とは言え私達の共通の話題はイタチのことしかないので、自然とお互いが保有するイタチ情報を交換する流れになるのだが、彼が暗部になってからは弟であろうと中々ゆっくり接する機会がないようだ。サスケは不満そうに頬を膨らませた。
「兄さん、全然構ってくれないんだ」
「忙しいみたいだね。イタチは優秀だから」
「……もうずっとそうだよ。ご飯だって一緒に食べれないし……」
「そりゃ寂しいね」
「もう!アザミさんもっと真面目に聞いてよ」
「聞いてるよ。あっ、今度うちにご飯食べに来ない?最近私料理始めてさ」
「ええ〜……」
サスケは眉を寄せて聞いたことがないような微妙な声を出した。この子私の腕を信用してないな。

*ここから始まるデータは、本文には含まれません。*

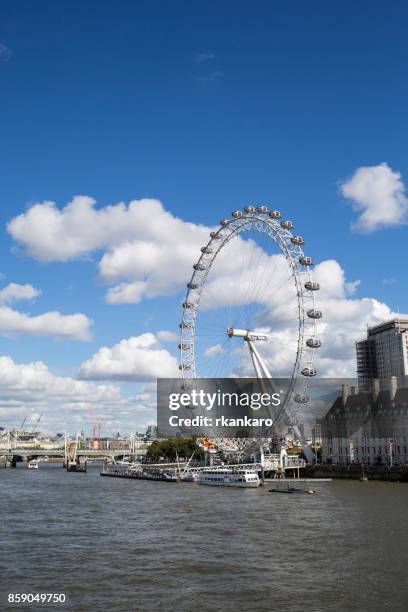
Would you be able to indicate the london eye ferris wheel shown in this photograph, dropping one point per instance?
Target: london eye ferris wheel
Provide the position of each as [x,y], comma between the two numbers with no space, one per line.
[250,307]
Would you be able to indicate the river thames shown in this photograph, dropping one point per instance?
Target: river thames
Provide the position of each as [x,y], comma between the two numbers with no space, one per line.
[112,544]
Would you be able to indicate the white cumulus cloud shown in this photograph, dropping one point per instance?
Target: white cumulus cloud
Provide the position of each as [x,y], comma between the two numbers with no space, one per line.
[15,292]
[139,358]
[147,252]
[378,194]
[31,388]
[70,327]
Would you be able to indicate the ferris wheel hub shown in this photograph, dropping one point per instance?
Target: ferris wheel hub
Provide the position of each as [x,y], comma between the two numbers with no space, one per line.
[247,334]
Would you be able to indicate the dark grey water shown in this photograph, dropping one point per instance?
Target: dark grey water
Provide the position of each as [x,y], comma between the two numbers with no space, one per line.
[114,545]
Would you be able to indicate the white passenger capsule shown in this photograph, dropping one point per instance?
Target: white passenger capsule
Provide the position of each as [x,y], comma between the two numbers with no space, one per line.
[309,372]
[306,261]
[312,286]
[185,325]
[301,398]
[314,314]
[313,343]
[287,225]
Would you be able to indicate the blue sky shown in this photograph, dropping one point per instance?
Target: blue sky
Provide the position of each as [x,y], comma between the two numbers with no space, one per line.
[205,107]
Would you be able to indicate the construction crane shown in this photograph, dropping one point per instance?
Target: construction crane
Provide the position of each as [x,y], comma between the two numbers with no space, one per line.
[36,423]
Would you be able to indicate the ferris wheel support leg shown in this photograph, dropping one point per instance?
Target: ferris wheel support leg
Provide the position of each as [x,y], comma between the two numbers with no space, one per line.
[309,454]
[262,463]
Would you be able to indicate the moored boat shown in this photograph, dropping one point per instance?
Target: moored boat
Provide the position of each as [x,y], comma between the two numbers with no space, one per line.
[229,477]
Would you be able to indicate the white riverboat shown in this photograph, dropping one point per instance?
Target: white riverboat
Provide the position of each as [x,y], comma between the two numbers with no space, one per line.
[228,477]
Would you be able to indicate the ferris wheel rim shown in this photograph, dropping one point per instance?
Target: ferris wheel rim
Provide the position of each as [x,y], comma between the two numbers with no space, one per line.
[260,220]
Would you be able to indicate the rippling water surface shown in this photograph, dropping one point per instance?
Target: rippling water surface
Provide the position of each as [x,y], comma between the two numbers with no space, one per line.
[113,544]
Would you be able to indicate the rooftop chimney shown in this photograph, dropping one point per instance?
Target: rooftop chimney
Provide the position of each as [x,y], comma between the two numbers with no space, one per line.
[375,388]
[345,390]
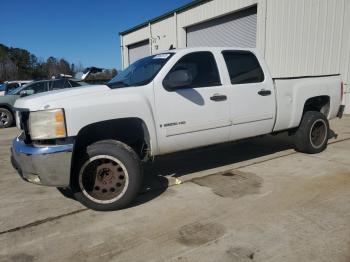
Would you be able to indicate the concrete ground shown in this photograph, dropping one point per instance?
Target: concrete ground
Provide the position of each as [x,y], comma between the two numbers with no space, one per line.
[256,200]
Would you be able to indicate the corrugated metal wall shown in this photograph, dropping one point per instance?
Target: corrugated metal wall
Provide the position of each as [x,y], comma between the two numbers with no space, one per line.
[305,37]
[297,37]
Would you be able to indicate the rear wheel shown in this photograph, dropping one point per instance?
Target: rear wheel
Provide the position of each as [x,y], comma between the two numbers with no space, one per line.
[312,134]
[109,178]
[6,118]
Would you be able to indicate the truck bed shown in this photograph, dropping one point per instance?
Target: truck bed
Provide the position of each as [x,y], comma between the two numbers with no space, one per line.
[292,94]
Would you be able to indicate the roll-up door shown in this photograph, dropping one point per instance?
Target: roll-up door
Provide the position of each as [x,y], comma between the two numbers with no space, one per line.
[237,30]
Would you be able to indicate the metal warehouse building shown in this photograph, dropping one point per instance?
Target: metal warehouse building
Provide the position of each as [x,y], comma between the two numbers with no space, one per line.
[296,37]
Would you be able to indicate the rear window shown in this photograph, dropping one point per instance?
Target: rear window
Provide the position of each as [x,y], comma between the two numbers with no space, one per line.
[243,67]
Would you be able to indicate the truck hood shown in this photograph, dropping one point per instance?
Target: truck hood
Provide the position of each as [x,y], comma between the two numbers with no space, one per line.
[44,100]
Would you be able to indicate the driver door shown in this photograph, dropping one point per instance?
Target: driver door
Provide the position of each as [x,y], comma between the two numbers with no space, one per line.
[196,114]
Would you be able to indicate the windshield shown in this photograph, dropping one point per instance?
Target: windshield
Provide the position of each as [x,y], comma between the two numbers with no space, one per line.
[17,90]
[141,72]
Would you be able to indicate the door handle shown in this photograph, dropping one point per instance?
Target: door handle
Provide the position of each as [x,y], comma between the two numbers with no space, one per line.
[218,98]
[264,92]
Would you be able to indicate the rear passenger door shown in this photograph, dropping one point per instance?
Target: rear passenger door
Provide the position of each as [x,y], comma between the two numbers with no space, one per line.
[252,98]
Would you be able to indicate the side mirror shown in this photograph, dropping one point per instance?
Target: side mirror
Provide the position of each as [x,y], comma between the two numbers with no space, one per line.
[26,93]
[178,79]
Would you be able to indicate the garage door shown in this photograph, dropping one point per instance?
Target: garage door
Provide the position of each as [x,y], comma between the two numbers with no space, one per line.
[237,29]
[137,51]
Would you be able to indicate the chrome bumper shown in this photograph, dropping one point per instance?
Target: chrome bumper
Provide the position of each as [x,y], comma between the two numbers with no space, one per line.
[47,165]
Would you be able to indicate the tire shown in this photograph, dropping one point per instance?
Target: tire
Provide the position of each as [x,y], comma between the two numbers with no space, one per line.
[312,134]
[6,118]
[109,177]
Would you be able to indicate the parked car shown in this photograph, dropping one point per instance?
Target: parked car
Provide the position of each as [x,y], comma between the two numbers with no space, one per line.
[93,139]
[10,85]
[7,101]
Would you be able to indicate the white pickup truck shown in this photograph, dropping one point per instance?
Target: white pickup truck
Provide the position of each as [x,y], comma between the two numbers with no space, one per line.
[92,139]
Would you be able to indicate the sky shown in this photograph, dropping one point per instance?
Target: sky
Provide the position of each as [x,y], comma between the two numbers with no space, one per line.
[79,31]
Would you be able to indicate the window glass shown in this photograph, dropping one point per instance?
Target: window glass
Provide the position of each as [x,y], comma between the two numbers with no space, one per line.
[243,67]
[37,87]
[202,67]
[140,72]
[57,84]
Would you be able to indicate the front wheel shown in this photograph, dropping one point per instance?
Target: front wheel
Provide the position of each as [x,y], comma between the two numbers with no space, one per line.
[109,177]
[312,134]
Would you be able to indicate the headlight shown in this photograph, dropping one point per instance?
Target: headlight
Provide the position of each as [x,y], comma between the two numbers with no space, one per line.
[47,124]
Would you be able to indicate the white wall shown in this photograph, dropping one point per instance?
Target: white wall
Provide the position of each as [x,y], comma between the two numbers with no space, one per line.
[297,38]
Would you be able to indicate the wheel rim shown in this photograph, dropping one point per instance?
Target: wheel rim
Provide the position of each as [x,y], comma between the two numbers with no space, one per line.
[103,179]
[318,133]
[4,118]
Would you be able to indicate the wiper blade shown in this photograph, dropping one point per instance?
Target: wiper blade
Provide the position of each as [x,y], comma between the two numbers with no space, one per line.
[117,84]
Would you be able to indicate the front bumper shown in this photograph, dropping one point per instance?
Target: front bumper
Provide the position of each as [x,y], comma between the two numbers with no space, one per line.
[44,165]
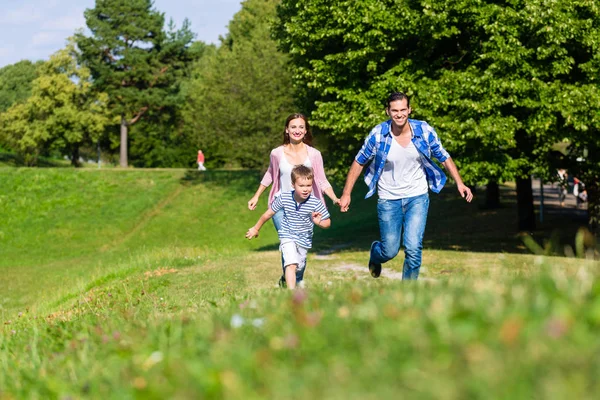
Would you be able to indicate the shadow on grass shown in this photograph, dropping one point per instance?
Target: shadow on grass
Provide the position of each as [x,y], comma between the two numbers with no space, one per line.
[16,160]
[243,180]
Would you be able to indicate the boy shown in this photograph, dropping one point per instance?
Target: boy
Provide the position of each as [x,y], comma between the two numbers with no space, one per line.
[300,212]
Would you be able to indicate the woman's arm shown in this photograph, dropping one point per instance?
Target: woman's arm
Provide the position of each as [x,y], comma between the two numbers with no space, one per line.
[254,200]
[321,179]
[266,180]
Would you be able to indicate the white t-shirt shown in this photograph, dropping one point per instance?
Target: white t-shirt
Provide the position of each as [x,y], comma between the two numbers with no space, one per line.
[285,174]
[403,173]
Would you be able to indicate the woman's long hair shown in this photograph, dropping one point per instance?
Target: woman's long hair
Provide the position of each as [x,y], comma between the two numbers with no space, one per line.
[307,138]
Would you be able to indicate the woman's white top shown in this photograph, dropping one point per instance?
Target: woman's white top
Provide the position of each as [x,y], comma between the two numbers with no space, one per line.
[403,174]
[285,174]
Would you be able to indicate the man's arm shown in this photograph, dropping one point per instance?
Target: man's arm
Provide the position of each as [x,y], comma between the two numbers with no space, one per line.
[464,191]
[353,174]
[253,232]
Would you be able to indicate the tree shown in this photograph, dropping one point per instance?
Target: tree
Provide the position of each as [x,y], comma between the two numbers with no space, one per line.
[481,72]
[240,93]
[134,60]
[62,113]
[15,82]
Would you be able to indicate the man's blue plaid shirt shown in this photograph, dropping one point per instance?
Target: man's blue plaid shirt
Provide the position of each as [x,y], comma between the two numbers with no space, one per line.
[377,146]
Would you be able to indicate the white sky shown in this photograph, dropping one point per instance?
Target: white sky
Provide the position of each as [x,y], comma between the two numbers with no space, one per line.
[34,29]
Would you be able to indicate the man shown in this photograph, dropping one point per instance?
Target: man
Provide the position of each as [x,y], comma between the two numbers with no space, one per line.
[400,151]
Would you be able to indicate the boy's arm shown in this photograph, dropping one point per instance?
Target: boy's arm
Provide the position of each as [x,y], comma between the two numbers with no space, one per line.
[253,232]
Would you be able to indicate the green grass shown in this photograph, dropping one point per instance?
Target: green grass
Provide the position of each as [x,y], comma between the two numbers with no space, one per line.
[139,284]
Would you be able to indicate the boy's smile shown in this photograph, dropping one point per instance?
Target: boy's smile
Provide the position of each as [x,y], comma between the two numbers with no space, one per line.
[302,189]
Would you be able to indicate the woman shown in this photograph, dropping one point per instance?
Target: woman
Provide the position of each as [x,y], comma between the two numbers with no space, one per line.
[295,150]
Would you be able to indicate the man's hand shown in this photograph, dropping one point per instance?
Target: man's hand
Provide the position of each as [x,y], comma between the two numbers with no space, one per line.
[465,192]
[252,232]
[345,202]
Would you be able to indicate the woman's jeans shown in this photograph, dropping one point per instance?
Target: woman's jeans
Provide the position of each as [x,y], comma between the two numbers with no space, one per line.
[395,216]
[277,218]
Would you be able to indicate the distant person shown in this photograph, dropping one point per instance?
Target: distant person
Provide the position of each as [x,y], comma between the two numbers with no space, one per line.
[401,170]
[563,186]
[201,166]
[579,192]
[295,150]
[301,210]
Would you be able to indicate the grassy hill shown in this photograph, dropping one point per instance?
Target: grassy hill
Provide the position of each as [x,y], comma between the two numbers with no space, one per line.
[139,284]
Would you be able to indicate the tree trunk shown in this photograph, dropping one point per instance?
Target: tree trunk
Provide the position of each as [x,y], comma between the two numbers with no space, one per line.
[593,191]
[75,156]
[123,154]
[525,210]
[492,195]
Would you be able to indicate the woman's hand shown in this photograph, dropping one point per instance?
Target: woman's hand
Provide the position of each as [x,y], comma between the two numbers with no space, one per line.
[252,232]
[316,217]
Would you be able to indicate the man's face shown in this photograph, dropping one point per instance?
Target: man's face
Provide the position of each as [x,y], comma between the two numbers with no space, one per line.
[303,188]
[399,112]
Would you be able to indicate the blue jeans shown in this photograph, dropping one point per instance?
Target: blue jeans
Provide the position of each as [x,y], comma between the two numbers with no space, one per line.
[277,218]
[395,216]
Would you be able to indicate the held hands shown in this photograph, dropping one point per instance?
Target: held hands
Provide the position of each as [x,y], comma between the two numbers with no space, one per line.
[316,217]
[252,203]
[252,233]
[344,203]
[465,192]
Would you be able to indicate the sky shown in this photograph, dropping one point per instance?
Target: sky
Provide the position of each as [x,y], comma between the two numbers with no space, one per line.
[34,29]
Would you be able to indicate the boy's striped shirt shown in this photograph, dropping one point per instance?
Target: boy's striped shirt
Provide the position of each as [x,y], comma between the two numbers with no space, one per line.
[297,221]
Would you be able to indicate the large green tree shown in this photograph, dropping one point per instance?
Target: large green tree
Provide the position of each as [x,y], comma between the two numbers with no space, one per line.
[241,92]
[62,114]
[15,82]
[481,72]
[135,60]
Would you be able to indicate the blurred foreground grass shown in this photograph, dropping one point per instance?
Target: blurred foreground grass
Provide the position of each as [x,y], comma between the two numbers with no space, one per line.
[139,284]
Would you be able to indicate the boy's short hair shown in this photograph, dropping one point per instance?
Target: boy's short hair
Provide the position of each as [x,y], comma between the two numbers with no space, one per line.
[302,171]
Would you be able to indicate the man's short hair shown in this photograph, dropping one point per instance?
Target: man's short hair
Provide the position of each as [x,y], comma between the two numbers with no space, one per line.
[302,171]
[395,97]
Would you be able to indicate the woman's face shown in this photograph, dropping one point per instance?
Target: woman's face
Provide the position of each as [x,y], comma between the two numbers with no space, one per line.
[296,129]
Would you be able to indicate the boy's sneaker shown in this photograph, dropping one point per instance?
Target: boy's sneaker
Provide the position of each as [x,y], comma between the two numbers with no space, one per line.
[282,283]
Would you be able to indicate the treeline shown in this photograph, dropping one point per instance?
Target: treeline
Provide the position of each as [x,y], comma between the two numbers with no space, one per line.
[143,92]
[511,86]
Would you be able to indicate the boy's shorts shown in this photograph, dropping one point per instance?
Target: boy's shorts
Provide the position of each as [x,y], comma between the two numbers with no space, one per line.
[293,254]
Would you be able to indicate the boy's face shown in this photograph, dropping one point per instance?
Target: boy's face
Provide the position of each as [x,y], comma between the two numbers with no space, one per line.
[303,188]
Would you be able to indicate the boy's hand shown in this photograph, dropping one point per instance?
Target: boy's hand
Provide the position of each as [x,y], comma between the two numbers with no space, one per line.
[316,217]
[252,232]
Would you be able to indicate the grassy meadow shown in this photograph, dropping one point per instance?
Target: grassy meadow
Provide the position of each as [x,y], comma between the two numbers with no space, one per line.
[133,284]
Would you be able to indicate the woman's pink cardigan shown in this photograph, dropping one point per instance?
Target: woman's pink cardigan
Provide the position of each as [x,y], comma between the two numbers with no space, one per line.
[320,183]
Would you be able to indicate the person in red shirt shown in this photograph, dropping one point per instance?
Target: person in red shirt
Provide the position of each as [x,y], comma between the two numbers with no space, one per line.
[201,166]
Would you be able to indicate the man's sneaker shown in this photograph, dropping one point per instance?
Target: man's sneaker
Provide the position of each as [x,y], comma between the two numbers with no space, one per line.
[374,269]
[282,283]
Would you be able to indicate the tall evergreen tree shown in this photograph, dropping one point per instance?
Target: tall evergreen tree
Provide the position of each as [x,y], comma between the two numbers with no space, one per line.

料理を始めたのは嘘ではない。花嫁修業の一環だ。長期任務で家を離れる時以外では、毎日少なくとも一品は出せるようにしている。
…のだが、実際のところサスケの予想は外れておらず、私の料理スキルはまるで上がっていない。初めは色々注意してくれていた両親も自分で作ったものは自分で食べろとだけ言うようになった。お弁当を作ってキク君に渡せば、彼は残さず綺麗に食べてくれたのだが、それ以降「なんか…お腹いっぱいな気がするんですよね…」と常に満腹アピールをするようになる始末。
はは、と誤魔化すように笑えばサスケはなんだか不安そうな顔をしつつ「わかったよ」と頷いた。この反応は私の料理の腕を疑っているというのもあるだろうが、それだけではない。サスケが一緒にご飯を食べたい人は私ではなくイタチなのだ。